Scottish independence will never be off the table until it happens, Scottish First Minister Nicola Sturgeon said on Monday.
Sturgeon, speaking at Thomson Reuters in London, said that just under half of the Scottish electorate still supported independence.
"There will be different opinions as to whether we should do that now or in five years or ten years time, but with that body of opinion, a constitutional option like independence is not going to be off the table," she said.
Sturgeon said that when there was clarity on the shape of the Brexit deal between the United Kingdom and the EU then she would be ready to give more details about Scotland's attitude towards a new independence vote.
"I'm not sure independence will ever be off the table until it's realized," she said.
Scots voted 55-45 to stay in the United Kingdom in a 2014 referendum, while the United Kingdom voted 52-48 to leave the EU in the 2016 Brexit vote.
Sturgeon said her party had launched a commission to examine the policy options for its stance on the currency of an independent Scotland.
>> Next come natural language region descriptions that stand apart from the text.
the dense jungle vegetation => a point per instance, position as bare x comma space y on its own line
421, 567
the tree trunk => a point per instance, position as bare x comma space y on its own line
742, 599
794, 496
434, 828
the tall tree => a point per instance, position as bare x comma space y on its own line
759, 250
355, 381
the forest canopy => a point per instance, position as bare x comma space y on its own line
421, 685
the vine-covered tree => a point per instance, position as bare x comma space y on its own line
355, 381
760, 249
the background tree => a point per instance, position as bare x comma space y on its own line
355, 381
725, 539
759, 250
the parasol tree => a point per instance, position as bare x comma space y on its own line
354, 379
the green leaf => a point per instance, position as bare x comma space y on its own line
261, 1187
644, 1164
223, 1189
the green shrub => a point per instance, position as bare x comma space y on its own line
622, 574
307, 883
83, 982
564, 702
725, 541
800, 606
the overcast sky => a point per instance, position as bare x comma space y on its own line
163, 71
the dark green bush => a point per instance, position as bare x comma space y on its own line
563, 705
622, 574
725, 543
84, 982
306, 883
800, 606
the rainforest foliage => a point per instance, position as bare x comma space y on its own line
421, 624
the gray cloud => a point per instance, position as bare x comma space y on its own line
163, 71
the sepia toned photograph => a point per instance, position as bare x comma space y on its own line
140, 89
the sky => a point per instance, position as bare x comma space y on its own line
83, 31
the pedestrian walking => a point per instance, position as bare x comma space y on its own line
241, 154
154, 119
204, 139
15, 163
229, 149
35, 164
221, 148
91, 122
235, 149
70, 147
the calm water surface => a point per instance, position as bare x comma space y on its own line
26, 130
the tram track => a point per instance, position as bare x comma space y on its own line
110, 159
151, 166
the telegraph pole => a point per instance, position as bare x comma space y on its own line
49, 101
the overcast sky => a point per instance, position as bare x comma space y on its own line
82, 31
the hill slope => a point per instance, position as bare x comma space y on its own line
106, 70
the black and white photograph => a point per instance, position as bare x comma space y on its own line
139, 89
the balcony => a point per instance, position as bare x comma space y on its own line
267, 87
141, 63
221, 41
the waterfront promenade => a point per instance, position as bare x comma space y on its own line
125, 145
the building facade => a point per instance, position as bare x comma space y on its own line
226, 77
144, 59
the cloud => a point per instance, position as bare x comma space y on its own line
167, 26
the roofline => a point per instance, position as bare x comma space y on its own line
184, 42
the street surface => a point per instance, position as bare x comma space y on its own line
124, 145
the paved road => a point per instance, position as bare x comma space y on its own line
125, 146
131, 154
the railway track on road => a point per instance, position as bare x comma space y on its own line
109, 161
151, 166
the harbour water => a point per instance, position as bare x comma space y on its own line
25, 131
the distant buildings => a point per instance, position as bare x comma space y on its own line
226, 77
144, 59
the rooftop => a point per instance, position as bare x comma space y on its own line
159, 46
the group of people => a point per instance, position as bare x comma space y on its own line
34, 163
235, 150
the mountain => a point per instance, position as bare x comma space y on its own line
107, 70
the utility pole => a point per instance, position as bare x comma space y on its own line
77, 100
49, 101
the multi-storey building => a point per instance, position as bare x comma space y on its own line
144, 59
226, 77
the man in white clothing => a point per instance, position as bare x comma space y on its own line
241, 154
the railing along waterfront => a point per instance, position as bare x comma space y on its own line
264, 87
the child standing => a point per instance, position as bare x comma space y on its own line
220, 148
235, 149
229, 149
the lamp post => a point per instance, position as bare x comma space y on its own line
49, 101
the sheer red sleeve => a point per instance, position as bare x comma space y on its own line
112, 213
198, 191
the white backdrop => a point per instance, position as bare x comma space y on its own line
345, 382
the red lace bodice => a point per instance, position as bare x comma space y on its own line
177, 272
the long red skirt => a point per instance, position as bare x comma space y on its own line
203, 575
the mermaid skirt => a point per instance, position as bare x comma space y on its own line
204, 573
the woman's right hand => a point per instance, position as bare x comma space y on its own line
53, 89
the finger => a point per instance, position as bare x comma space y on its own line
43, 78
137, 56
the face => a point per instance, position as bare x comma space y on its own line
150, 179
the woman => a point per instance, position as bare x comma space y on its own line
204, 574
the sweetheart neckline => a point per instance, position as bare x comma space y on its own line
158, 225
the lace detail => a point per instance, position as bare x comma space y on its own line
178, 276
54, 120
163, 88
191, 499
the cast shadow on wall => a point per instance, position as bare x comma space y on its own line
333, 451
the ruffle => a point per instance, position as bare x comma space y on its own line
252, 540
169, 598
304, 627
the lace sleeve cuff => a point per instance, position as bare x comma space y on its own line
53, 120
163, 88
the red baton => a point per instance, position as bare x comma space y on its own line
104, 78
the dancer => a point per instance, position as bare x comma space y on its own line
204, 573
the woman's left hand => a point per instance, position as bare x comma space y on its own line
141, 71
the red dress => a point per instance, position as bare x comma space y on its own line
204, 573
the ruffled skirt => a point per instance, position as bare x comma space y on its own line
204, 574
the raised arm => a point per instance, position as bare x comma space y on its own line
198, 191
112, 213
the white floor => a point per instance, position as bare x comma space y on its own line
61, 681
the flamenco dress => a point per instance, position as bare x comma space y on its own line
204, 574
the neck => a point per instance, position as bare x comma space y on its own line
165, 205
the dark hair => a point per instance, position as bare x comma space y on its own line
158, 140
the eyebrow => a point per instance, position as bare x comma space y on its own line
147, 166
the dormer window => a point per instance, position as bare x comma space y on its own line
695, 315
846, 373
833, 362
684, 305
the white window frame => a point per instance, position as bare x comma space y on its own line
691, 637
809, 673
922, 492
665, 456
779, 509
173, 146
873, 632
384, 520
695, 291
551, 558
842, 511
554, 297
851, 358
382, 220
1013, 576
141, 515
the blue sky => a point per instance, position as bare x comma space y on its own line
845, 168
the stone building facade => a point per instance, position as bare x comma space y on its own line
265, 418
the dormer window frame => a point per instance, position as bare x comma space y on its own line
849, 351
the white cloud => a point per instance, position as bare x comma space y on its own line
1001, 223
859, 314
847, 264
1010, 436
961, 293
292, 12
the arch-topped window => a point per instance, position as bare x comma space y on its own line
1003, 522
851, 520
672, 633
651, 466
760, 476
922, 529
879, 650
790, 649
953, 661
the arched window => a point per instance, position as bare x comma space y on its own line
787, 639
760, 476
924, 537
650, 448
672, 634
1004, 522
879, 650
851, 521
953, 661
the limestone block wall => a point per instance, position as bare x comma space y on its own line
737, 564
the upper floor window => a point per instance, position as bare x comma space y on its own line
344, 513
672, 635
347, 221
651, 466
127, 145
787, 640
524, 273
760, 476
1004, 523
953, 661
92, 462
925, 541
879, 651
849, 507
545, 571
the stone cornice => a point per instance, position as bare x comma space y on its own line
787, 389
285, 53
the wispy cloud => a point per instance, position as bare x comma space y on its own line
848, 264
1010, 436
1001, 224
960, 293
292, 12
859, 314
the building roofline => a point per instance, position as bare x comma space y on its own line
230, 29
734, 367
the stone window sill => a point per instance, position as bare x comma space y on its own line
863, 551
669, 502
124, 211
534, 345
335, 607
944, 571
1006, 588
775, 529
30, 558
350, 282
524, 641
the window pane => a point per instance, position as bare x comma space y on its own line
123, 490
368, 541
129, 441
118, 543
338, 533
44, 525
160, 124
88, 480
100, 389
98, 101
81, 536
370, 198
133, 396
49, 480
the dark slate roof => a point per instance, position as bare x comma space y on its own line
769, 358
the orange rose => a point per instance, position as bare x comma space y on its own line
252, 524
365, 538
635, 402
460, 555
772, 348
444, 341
It will report within the next few weeks.
"My party does not propose or support using the euro, so the options the commission has been looking at: sterling in a currency union, sterling outwith a currency union, or a process that would lead to a distinctive Scottish currency over time," she said.
On the topic of a much-awaited Brexit deal, Sturgeon said she felt there was no majority for a hard exit in the country but that the United Kingdom was at a juncture when momentum could swing either towards a softer Brexit or a "no deal" Brexit.
"At some point that majority for the least damaging Brexit, a softer Brexit, at some point has to assert itself," Sturgeon told a discussion at Thomson Reuters in London.
"The danger, if I am being less optimistic, or pessimistic, is that the whole process crashes before that can emerge because time is running out and the clock is ticking."
Both the EU and the U.K. need an agreement to keep trade flowing between the world's biggest trading bloc and the sixth largest global economy, though a transition period until the end of 2020 could limit the disruption to global trade.
May is trying to strike a trade deal with the EU by October while at the same time negotiating with her party and senior members of her divided minority government over Brexit.
The other 27 members of the EU combined have about five times the economic might of Britain. They also have a strong incentive to deny the U.K. a deal so attractive it might encourage others to follow the British example.
"I guess there is a real risk - probably a greater risk today than there was three, six, nine months ago - of the whole process falling apart," Sturgeon said. "There is a real risk of a no deal Brexit and that would be pretty catastrophic."
Sturgeon, who commands 35 Scottish National Party lawmakers in the Westminster parliament, said there was a real chance of parliament forcing the government to remain in the customs union.